La guerre entre Israël et le Hamas [à Gaza] a donné à l’Iran l’occasion de démontrer la capacité de son réseau de milices alliées récemment restructuré, démontrant la portée stratégique de Téhéran tout en lui permettant de garder ses distances avec le combat, selon les membres de ces milices et les analystes militaires. (Illustration : un poste de guet le long de Jurf al-Nasr, une étendue de terre au sud de Bagdad sous le contrôle total d’une milice soutenue par l’Iran appelée Kataib Hezbollah, le 23 septembre. Ph. Emily Garthwaite, NYT).
Par Liz Sly, Mustafa Salim et Suzan Haidamous
Chaque jour depuis l’attaque du Hamas contre Israël le 7 octobre, l’une de ces milices a mené une attaque quelque part au Moyen-Orient – et certains jours plusieurs dans différents endroits. Les Houthis au Yémen ciblent les navires dans la mer Rouge; les Kataib Hezbollah et d’autres groupes irakiens frappent les bases américaines en Irak et en Syrie; et le Hezbollah libanais est engagé dans des échanges de tirs quotidiens avec les forces israéliennes à travers la frontière israélo-libanaise.
Les attaques peuvent sembler aléatoires, mais elles sont le fruit d’une stratégie soigneusement calibrée, élaborée après l’assassinat en 2020 de Qasem Soleimani, chef de la force d’élite iranienne Quds, pour apporter de la cohésion à l’alliance vaguement formée de milices – désignée par Téhéran comme «l’axe de résistance.»

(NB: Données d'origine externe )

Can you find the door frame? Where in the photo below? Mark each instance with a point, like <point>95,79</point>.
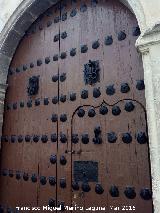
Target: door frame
<point>148,44</point>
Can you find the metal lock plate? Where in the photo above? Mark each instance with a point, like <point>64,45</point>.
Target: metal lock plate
<point>85,171</point>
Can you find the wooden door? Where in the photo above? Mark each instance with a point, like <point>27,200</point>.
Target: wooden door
<point>75,128</point>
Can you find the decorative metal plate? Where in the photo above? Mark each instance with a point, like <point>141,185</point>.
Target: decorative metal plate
<point>86,171</point>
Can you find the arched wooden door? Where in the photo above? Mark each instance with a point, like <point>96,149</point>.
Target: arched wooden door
<point>75,128</point>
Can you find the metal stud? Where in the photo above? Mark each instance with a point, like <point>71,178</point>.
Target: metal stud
<point>136,31</point>
<point>11,71</point>
<point>130,192</point>
<point>13,139</point>
<point>110,90</point>
<point>116,110</point>
<point>64,35</point>
<point>52,181</point>
<point>49,23</point>
<point>91,112</point>
<point>4,139</point>
<point>55,57</point>
<point>99,189</point>
<point>81,112</point>
<point>43,180</point>
<point>129,106</point>
<point>47,60</point>
<point>127,138</point>
<point>56,38</point>
<point>73,12</point>
<point>103,110</point>
<point>63,117</point>
<point>112,137</point>
<point>34,178</point>
<point>4,172</point>
<point>44,138</point>
<point>54,118</point>
<point>125,88</point>
<point>53,159</point>
<point>63,55</point>
<point>84,94</point>
<point>31,65</point>
<point>36,138</point>
<point>75,138</point>
<point>11,173</point>
<point>55,100</point>
<point>146,194</point>
<point>40,27</point>
<point>15,106</point>
<point>57,19</point>
<point>83,8</point>
<point>63,138</point>
<point>114,192</point>
<point>96,92</point>
<point>84,48</point>
<point>25,177</point>
<point>29,104</point>
<point>24,67</point>
<point>37,102</point>
<point>142,138</point>
<point>94,2</point>
<point>63,77</point>
<point>39,62</point>
<point>108,40</point>
<point>95,44</point>
<point>73,52</point>
<point>49,13</point>
<point>18,70</point>
<point>63,160</point>
<point>97,131</point>
<point>27,138</point>
<point>121,36</point>
<point>54,137</point>
<point>21,104</point>
<point>63,98</point>
<point>8,107</point>
<point>72,96</point>
<point>20,138</point>
<point>51,203</point>
<point>64,16</point>
<point>18,175</point>
<point>140,85</point>
<point>97,140</point>
<point>46,101</point>
<point>85,138</point>
<point>55,78</point>
<point>63,183</point>
<point>86,187</point>
<point>75,186</point>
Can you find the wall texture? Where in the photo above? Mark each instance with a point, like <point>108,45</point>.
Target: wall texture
<point>17,15</point>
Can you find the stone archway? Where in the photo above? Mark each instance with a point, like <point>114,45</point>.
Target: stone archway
<point>27,13</point>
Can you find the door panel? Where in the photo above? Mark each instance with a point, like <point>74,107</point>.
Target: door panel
<point>82,138</point>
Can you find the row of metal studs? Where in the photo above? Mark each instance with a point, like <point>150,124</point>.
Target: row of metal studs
<point>110,90</point>
<point>63,55</point>
<point>111,137</point>
<point>114,192</point>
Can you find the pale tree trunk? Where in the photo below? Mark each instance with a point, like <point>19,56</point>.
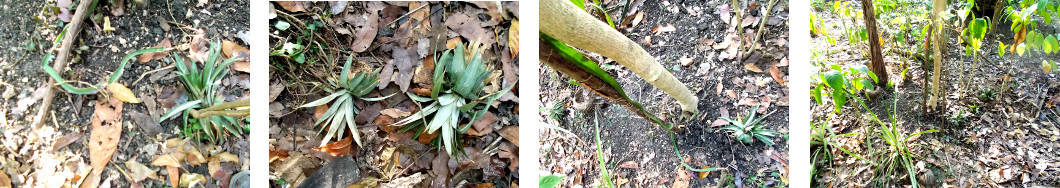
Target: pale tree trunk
<point>937,43</point>
<point>873,41</point>
<point>565,22</point>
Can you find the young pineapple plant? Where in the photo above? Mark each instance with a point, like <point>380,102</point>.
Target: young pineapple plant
<point>456,95</point>
<point>341,112</point>
<point>204,114</point>
<point>746,129</point>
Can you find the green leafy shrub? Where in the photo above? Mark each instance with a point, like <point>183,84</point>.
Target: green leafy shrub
<point>340,114</point>
<point>843,82</point>
<point>204,92</point>
<point>456,95</point>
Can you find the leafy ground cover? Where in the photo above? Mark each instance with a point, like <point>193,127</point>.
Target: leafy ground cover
<point>698,41</point>
<point>118,133</point>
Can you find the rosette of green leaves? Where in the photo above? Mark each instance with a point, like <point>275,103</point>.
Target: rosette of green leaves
<point>457,94</point>
<point>202,87</point>
<point>746,129</point>
<point>342,110</point>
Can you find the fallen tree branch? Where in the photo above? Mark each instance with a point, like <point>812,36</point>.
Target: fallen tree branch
<point>70,36</point>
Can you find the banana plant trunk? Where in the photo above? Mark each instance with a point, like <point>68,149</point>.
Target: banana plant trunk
<point>548,56</point>
<point>564,21</point>
<point>873,41</point>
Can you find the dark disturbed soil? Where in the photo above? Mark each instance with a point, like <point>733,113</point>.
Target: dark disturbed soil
<point>628,138</point>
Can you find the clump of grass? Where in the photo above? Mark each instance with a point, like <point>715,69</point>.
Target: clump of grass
<point>751,127</point>
<point>456,95</point>
<point>342,110</point>
<point>204,114</point>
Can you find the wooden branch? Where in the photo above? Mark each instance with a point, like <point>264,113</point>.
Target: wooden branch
<point>567,23</point>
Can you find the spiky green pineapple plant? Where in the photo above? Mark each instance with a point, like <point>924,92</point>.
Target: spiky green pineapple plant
<point>342,110</point>
<point>205,95</point>
<point>457,95</point>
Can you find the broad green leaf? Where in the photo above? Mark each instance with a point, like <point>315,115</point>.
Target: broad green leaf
<point>816,92</point>
<point>836,82</point>
<point>322,100</point>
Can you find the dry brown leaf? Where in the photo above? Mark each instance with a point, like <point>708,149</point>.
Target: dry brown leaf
<point>4,181</point>
<point>196,48</point>
<point>294,6</point>
<point>121,92</point>
<point>105,135</point>
<point>386,123</point>
<point>719,122</point>
<point>470,28</point>
<point>367,27</point>
<point>752,67</point>
<point>513,37</point>
<point>226,157</point>
<point>165,160</point>
<point>138,171</point>
<point>340,148</point>
<point>188,178</point>
<point>483,123</point>
<point>510,133</point>
<point>156,55</point>
<point>394,113</point>
<point>630,165</point>
<point>278,154</point>
<point>66,140</point>
<point>214,167</point>
<point>242,66</point>
<point>747,101</point>
<point>777,75</point>
<point>705,173</point>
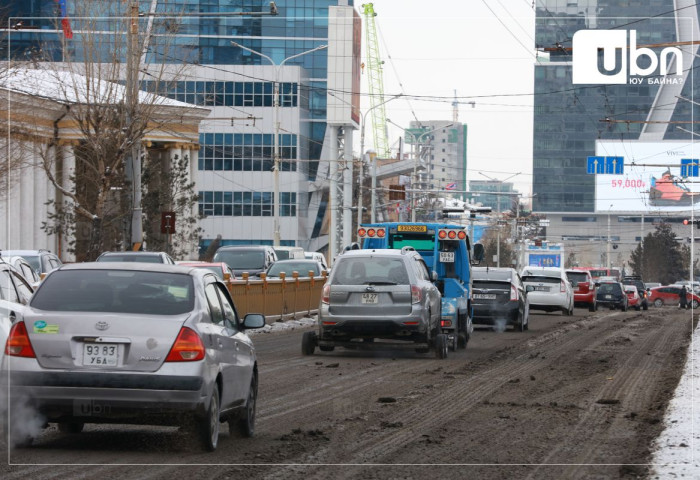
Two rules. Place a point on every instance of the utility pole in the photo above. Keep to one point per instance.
(133, 158)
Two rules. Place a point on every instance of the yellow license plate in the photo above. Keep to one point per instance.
(412, 228)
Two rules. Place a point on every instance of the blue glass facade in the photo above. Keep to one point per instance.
(569, 118)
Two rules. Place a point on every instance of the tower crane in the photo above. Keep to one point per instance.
(376, 83)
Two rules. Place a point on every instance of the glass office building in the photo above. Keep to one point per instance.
(569, 118)
(234, 165)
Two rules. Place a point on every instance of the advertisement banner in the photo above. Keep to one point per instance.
(652, 180)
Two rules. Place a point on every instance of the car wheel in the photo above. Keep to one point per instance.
(441, 346)
(308, 343)
(462, 341)
(246, 422)
(209, 425)
(70, 427)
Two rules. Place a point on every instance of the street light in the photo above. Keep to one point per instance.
(276, 103)
(498, 214)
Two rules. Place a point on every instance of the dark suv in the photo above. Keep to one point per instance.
(253, 259)
(636, 280)
(612, 294)
(499, 298)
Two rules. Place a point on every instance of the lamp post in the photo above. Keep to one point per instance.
(276, 103)
(498, 214)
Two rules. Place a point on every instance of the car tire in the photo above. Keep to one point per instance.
(246, 422)
(209, 425)
(441, 345)
(462, 340)
(70, 427)
(308, 343)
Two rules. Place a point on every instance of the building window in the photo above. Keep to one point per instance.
(245, 204)
(245, 152)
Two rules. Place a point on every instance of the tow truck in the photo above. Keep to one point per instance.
(447, 250)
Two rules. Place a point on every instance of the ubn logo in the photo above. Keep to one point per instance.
(586, 44)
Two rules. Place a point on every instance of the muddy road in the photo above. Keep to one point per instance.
(573, 397)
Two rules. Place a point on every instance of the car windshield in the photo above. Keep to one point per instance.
(490, 285)
(609, 288)
(301, 267)
(369, 270)
(115, 291)
(576, 278)
(541, 279)
(130, 258)
(239, 259)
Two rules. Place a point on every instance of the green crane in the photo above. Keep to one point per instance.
(376, 83)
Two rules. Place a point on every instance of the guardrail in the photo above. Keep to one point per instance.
(279, 298)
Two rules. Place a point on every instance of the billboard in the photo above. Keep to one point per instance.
(652, 179)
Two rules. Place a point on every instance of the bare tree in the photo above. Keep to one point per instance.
(108, 115)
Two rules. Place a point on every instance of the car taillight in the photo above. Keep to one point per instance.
(18, 344)
(513, 293)
(416, 294)
(188, 347)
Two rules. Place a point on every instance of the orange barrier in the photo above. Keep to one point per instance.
(278, 298)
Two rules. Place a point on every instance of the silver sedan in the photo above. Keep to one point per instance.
(133, 343)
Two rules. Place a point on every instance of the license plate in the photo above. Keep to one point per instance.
(447, 257)
(100, 354)
(369, 298)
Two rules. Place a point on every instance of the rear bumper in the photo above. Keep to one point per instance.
(488, 314)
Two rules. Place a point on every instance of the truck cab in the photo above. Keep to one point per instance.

Bien que les groupes ne semblent pas liés : une organisation rebelle au Yémen; un mouvement de guérilla au Liban; et les milices formées pour combattre les troupes américaines en Irak – ils ont tous une chose en commun : leur loyauté envers l’Iran, qui les arme, les finance et les inspire, ont déclaré les membres des milices et les analystes. Avec le Hamas, ils constituent les principales composantes de l’«axe de résistance».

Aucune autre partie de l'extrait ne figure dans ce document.